To ignore any of that is just plain suicide.
A funeral at some point is inevitable. Whether it's on the back of a fire truck or in a hearse is pretty much our decision as well.

I did some research on this today and found that an astonishing number of firefighters die of heart attacks either while engaging in PT or in training. What does that tell us?


Wow. My former department needs to hear that. Maybe they will change their tune about me. Everything I thought I was doing right was essentially thrown in my face.
It tells me that we would rather train to be certified, instead of train to be physically fit.
It tells me that we would rather sit in classrooms than in the seat of an exercise bike.
It tells me that we would rather eat things that taste good instead of eating what is good for you.
It tells me that we have a long way to go towards reducing heart attacks.
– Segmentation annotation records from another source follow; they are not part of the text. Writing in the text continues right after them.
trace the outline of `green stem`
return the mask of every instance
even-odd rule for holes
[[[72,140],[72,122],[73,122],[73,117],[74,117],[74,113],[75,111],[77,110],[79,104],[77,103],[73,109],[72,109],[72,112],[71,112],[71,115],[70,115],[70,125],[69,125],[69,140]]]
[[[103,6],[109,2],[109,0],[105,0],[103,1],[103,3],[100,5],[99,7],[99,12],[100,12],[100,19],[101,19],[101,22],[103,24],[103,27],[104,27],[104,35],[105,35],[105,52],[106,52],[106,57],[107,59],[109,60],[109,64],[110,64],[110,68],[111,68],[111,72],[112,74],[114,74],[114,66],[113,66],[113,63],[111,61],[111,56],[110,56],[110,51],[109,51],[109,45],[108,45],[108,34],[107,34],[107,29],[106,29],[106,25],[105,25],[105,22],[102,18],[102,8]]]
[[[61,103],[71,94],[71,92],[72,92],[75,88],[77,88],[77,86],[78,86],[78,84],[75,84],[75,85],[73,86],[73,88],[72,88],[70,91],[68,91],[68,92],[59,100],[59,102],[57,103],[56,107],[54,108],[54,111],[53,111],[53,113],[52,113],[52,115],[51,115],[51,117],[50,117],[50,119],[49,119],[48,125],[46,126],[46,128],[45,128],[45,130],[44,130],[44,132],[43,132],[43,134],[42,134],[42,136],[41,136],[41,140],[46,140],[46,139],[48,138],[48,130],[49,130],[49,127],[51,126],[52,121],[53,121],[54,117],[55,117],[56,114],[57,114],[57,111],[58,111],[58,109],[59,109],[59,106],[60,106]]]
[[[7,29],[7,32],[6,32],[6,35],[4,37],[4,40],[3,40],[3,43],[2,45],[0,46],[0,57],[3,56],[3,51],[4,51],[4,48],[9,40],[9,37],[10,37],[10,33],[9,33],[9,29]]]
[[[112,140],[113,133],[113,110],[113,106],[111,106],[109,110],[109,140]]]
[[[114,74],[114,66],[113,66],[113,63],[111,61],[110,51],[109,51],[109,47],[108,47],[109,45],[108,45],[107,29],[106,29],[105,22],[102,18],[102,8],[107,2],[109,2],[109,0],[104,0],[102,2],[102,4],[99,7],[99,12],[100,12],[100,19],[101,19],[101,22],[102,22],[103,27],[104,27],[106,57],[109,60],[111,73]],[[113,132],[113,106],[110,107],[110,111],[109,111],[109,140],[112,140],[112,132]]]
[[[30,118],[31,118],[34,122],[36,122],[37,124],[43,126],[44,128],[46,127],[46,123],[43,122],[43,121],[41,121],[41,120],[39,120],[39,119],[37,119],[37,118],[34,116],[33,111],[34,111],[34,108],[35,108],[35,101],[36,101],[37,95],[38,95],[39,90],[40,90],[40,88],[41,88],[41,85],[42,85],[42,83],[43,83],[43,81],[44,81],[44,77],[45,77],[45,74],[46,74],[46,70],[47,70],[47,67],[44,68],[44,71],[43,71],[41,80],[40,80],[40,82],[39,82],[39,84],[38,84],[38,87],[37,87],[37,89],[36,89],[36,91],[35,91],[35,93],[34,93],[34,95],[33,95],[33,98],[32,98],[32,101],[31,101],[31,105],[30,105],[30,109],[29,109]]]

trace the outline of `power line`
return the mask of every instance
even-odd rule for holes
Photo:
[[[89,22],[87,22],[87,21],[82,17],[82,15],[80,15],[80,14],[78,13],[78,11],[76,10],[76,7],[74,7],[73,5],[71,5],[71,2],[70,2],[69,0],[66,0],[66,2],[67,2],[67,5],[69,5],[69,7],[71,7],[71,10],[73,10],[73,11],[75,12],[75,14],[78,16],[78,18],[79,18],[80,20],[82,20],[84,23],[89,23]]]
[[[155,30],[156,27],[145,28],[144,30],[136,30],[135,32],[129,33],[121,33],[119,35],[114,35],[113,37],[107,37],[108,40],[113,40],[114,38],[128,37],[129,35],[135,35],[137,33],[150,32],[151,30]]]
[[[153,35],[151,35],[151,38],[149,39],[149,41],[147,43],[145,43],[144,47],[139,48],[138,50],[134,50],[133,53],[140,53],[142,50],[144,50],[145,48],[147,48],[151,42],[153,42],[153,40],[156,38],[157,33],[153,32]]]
To clarify, an astonishing number of the LODDs that occur during PT and training are in visibly fit firefighters. There has been at least one high-profile LOD near-miss with permenant disability from a training incident. All of these were heart attacks, some in firefighters as young as in their late 20's, and in one case a candidate that had just completed entry testing and scored near the top of his PAT test group.

That doesn't tell me that all of these LODDs are from firefighters who are out of shape. When physically fit firefighters have fatal heart attacks while engaging in PT or in training, there's more to it than that.